CoreCivic CEO Damon Hininger addressed such a potential scenario in the company’s latest earnings conference call last week when asked about the number of top Democratic presidential candidates who favor ending federal private prisons. He said Tennessee-based CoreCivic remains upbeat that the company would continue to earn money in such a scenario and noted the federal government currently does not have the infrastructure to house inmates without relying on private facilities.
“In worst case scenario, knowing half our business is with the states, nothing is going to change,” Hininger later said in a Friday phone interview with The Associated Press, echoing comments he made on the earnings call.
On the call, he said CoreCivic had reported $509 million in earnings for the third quarter.
He said that CoreCivic would still earn money should the federal government ever end its contract, saying his company would be able to sell or lease its real estate if that were to occur — stressing that such an effort would likely take years to phase-out and approval from Congress on appropriating enough funding to build new facilities and resources.
CoreCivic currently owns an estimated 59% of all private-owned prison beds in the U.S. and manages nearly 39% of the country’s privately managed prison beds. The company operates 51 correctional and detention facilities, 44 of which they own, with a total capacity of roughly 73,000 beds. This has resulted in the company becoming the largest private owner of real estate used by U.S. government agencies.
“We think that an option could be if there is a big push not only at federal but at state level to eliminate use of the private sector to provide real estate and services,” Hininger said. “That maybe the option that they ask us to consider is to either buy our existing assets or capacity or lease our facilities.”

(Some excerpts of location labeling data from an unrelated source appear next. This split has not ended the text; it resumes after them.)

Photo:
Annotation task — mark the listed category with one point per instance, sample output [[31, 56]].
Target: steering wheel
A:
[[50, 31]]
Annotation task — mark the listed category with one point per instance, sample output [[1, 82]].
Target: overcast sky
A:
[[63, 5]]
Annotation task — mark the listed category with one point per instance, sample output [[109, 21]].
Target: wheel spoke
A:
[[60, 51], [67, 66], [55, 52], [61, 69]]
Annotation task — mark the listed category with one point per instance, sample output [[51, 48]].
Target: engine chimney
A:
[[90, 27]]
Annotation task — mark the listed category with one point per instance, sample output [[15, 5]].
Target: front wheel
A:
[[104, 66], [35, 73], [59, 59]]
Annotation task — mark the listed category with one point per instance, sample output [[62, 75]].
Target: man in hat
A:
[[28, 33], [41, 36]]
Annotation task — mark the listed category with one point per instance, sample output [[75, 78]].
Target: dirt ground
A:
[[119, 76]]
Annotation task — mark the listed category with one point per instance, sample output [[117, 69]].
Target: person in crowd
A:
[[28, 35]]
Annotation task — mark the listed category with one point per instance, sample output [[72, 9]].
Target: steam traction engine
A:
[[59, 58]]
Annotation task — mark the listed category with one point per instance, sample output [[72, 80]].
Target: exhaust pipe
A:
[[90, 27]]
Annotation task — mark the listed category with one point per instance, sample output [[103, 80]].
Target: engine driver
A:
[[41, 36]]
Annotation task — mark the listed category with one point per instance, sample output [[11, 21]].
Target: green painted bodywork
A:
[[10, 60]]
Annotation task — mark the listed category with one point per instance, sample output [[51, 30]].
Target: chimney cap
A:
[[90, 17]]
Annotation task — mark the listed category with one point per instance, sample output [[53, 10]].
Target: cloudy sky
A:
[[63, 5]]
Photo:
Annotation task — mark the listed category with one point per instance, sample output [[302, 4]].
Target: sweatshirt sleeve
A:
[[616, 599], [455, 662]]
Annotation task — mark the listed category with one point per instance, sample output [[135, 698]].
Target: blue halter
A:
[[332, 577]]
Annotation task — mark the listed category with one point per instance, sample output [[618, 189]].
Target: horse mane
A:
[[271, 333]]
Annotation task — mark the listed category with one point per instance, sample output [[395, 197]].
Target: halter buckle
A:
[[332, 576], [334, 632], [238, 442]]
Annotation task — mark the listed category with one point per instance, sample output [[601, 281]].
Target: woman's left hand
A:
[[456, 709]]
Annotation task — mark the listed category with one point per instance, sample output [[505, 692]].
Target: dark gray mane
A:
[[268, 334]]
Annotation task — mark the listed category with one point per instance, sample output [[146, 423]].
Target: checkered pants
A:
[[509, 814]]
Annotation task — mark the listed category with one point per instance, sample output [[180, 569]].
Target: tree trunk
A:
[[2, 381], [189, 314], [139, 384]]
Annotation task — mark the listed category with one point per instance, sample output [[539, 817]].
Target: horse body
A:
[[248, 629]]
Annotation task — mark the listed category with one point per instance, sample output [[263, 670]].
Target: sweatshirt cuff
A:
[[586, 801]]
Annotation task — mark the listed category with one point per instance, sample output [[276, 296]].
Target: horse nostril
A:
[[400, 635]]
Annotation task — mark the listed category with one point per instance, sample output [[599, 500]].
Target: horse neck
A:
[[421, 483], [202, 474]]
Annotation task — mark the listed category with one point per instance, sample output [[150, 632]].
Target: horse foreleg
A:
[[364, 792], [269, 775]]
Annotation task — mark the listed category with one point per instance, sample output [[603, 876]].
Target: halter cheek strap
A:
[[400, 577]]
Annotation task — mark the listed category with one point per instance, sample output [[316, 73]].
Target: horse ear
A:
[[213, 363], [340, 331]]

Top private prison firms across the country have been closely watching the growing backlash from the top Democratic presidential contenders — ranging from former Vice President Joe Biden, Massachusetts Sen. Elizabeth Warren and Vermont Sen. Bernie Sanders — who strongly favor ending federal private prisons.
These companies recently formed an advocacy group known as the Day 1 Alliance to rebut the criticism. Meanwhile, unease in the industry continues to linger about negative public opinion on private prisons.
For example, in a recent SEC filing, Florida-based GEO Group noted that resistance to private prisons “could result in our inability to obtain new contracts or the loss of existing contracts, impact our ability to obtain or refinance debt financing or enter into commercial arrangements.”
Hininger also added on the call that the U.S. Immigration and Customs Enforcement and the U.S. Marshals do not own or operate any detention centers, making them reliant on private companies like CoreCivic to house detainees. But even if the federal government became opposed to privatization, Hininerg said state governments are increasingly showing more interest in the area.
“In the last two years, we’ve had contracts with Ohio, Vermont, Wyoming, South Carolina, Kansas and Kentucky. These are states with both Democratic and Republican governors, both ends of the spectrum,” Hininerg told AP on Friday. “They’ve engaged us with solutions and I don’t see that changing.”
CoreCivic’s involvement with ICE, however, has come under fire from the left as one of two private companies that operate migrant detention centers for ICE. According to CoreCivic's financial statements, ICE detention accounted for 25 percent of the company's $1.8 billion in total revenue in 2018.
CoreCivic has defended contracting with ICE by countering that it doesn’t run facilities for immigrant children separated from parents, but it does have ones that detain adult immigrants, as well as one center that houses migrant mothers and their children together.
In 2016, then President Barack Obama’s administration announced the Federal Bureau of Prisons would no longer use private prisons and unveiled a plan to phase-out of the contracts. That decision was quickly overturned after President Donald Trump took office.